Prior to 1 January 2024, each of the 4 unique DGR categories were administered by a different government department. A register of cultural organisations was administered by the Department of Infrastructure, Transport, Regional Development, Communications and Arts. A register of environmental organisations was administered by the Department of Climate Change, Energy, the Environment and Water. A register of Harm Prevention Charities was administered by the Department of Social Services, and the overseas aid gift deductibility scheme was administered by the Department of Foreign Affairs and Trade.
The changes will mean that the departments that previously administered the unique DGR categories no longer have to maintain a separate register. In addition, as the ATO had already administered 48 out of the 52 DGR general categories, the changes will mean that all DGR categories will now be under the remit of the ATO. This will ensure consistency of administration, reduce red tape, and simplify the application process for organisations seeking DGR status.
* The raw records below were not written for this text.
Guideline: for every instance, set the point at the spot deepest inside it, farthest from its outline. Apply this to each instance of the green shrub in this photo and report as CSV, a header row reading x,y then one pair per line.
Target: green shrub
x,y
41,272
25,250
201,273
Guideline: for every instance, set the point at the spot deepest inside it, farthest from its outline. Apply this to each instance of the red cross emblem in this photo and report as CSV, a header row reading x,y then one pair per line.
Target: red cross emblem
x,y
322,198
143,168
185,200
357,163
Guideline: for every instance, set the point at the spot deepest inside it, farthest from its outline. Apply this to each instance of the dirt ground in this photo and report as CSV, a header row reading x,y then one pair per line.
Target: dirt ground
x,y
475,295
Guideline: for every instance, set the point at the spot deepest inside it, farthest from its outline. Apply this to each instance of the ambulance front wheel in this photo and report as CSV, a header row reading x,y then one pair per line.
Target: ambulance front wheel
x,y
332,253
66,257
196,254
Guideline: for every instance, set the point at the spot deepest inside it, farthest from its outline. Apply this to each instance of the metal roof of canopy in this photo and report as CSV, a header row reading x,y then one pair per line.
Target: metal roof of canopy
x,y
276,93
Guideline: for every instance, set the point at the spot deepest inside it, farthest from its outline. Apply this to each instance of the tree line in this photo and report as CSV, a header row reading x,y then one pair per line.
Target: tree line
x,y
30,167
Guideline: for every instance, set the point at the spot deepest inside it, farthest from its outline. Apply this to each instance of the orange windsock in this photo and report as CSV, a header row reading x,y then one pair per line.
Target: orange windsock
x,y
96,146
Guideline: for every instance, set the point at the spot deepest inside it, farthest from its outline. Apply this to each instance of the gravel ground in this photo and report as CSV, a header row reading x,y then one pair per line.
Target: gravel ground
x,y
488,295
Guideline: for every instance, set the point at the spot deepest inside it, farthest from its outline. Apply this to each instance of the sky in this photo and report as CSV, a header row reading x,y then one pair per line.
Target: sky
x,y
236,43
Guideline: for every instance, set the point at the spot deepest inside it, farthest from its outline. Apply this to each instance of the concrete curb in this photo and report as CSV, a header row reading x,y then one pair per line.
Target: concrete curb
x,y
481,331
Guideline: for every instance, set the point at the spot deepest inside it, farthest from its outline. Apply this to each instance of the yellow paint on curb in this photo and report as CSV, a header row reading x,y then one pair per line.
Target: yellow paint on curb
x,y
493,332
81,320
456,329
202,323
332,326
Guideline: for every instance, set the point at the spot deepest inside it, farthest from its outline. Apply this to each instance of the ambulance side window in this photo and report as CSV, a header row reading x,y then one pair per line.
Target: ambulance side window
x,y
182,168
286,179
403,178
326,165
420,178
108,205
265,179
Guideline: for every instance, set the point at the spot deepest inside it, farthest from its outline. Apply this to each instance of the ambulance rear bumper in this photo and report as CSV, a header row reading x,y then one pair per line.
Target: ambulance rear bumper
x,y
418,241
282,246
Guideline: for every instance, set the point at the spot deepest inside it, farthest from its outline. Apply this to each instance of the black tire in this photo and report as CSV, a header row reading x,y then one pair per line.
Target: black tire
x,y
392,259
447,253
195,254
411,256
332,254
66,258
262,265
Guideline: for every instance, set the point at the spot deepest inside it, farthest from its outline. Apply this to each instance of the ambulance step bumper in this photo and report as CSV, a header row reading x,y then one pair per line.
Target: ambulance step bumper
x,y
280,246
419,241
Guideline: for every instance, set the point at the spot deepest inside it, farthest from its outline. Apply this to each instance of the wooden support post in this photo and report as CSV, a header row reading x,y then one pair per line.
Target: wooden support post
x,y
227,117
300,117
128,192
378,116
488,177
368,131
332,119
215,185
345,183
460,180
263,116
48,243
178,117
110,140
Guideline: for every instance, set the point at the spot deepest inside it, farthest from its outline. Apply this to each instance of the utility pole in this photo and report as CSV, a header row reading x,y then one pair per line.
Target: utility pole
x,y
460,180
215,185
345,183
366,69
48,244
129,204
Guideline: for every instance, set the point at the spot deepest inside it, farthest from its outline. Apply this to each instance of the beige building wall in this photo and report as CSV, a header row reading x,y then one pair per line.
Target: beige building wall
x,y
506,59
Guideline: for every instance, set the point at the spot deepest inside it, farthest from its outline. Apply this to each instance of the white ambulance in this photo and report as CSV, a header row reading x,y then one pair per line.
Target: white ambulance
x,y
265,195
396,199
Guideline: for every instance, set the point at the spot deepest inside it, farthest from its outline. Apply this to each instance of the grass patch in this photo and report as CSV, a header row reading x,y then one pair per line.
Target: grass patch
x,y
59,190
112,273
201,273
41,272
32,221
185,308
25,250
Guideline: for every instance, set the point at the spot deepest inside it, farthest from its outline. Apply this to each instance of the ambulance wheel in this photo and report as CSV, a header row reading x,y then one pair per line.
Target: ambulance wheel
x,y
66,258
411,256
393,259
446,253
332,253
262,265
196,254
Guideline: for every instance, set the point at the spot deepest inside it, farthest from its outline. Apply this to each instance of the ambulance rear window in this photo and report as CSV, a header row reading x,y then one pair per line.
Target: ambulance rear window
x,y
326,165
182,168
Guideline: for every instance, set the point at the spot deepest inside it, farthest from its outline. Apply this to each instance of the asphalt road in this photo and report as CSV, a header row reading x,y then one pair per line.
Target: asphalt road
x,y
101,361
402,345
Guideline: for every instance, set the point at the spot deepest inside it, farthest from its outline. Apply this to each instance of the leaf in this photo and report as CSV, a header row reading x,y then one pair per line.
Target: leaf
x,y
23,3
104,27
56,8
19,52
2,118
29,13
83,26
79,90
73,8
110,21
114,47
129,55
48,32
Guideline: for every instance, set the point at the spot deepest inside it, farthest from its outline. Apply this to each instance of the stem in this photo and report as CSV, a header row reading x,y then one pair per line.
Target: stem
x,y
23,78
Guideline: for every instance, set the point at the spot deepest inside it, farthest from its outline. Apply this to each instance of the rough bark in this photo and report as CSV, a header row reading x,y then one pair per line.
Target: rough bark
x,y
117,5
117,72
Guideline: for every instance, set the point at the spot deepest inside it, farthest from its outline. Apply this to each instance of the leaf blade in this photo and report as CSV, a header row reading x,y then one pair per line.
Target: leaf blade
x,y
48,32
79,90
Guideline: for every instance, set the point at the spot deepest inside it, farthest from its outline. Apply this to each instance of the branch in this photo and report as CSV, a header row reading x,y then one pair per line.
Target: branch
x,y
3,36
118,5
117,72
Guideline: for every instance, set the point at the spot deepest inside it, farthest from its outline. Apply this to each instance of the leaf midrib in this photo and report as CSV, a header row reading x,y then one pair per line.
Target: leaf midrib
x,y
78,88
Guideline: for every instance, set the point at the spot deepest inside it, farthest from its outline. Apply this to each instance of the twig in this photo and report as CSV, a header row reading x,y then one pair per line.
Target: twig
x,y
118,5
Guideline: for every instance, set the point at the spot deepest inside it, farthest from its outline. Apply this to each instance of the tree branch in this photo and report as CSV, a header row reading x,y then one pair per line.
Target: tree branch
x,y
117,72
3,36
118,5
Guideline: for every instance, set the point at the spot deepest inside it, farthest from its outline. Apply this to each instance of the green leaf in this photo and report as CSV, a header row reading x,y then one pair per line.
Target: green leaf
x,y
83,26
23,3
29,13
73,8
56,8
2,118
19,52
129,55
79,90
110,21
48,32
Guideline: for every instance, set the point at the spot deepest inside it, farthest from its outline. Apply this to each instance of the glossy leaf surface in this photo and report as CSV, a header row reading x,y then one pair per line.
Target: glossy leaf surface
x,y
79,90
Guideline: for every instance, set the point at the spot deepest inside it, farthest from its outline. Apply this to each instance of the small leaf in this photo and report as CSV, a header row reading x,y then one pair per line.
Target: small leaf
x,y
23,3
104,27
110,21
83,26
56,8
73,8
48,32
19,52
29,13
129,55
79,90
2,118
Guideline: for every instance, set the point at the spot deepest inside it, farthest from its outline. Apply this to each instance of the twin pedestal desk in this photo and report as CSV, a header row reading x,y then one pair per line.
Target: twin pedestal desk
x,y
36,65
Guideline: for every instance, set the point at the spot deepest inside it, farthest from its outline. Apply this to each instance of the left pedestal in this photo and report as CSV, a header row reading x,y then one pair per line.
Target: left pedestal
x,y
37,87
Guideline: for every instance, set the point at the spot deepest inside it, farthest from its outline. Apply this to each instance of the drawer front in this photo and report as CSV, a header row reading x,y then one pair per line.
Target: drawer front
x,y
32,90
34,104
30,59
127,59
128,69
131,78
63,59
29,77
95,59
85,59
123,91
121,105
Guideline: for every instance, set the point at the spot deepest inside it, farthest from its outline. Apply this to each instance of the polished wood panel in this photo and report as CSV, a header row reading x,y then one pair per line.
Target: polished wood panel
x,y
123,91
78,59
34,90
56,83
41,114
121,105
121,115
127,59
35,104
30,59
These changes affect both DGRs already endorsed in one of the 4 unique categories and those that had an application in progress with one of the 4 government departments and had not been notified of an outcome of their request by 31 December 2023. Applications that did not have an outcome determined would be automatically transferred to the ATO from 1 January 2024. In general, notwithstanding the changes, organisations that continue to meet eligibility criteria will continue to remain endorsed.
Associated with these changes and in order to maintain the integrity of the DGR sector broadly, the ATO has also commenced a compliance review of the DGR status of some 234 organisations listed in the tax law. The reviews will largely focus on proof of activity, purpose and use of donations. It will initially prioritise listed DGR organisations that are not registered with the ACNC and ACNC registered charities that have not reported donations. This will be followed by the remaining DGR population.
In addition to these changes, 2024 could also see the establishment of a new class of DGRs for community foundations. A measure to list up to 28 specific community foundations affiliated with Community Foundations Australia (CFAustralia) was originally announced by the previous government. The current government then proposed amendments to the measure in the 2023-24 Budget papers with legislation currently before the Senate.
According to the government the changes were required due to community charities and trusts not fitting neatly into any one existing DGR category, thus increasing integrity risks. Therefore, the creation of a hybrid framework for DGR endorsement for community charities was seen as the best way forward. The legislation would insert listing of items in respect of communities’ charities and trusts, although the listing itself does not confer DGR status. Instead, the listing allows entities in the specified class to apply for DGR endorsement subject to certain conditions.
2024 looks set to be the year of change for the DGR sector, with major reforms to the sector as well as the release of refreshed guidance, both transitional and ongoing, by the ATO on the eligibility requirements for the 4 unique DGR categories.